Een recensent verweet haar eens de diepgang van een badeend te hebben. Yvonne Kroonenberg zit daar niet zo mee. Haar columns – waarin ze de hilariteiten tussen twee gelieven beschrijft – hoeven niet zo diep. Zolang de visie maar twee of drie keer lezen stand houdt. Een monoloog over vrouwen die denken het huishouden eerlijk te kunnen verdelen, over behaagzieke "hondenmannen" en over "kattenmannen" die op schoot springen bij een ieder die daar niet van gediend is.

Tekst Christine de Vos Foto Akke van Eck

"Vrouwen zijn tamelijk humorloos, ze neigen zelden tot zelfspot"
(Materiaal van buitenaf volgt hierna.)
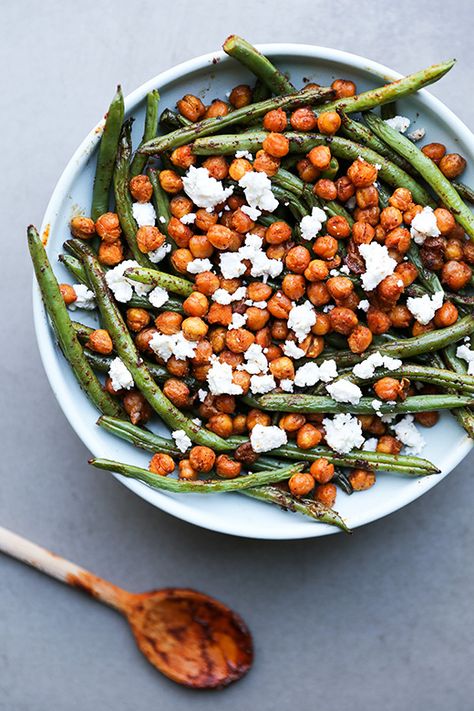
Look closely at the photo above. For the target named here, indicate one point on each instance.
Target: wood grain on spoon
(190, 637)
Playboy zocht een vrouw die over seks kon schrijven zonder vulgair te zijn. In tegenstelling tot veel andere vrouwen, vind ik het blad helemaal niet vrouwonvriendelijk. De Playboyman is juist erg op vrouwen gesteld. Hij droomt van mooie meisjes, net zoals hij van mooie auto's droomt. Natuurlijk weet hij best dat hij die vrouwen nooit zal kunnen krijgen, maar dromen mag. Een man fantaseert niet over een huisvrouw, daarvan heeft hij er thuis én. Ik heb in Playboy nooit één onvertogen woord over vrouwen gelezen. Bij de Playmate van de Maand staan altijd haar hobby's vermeld en wat ze belangrijk vindt in het leven. Nóóit wordt ze afgeschilderd als een doos op pootjes.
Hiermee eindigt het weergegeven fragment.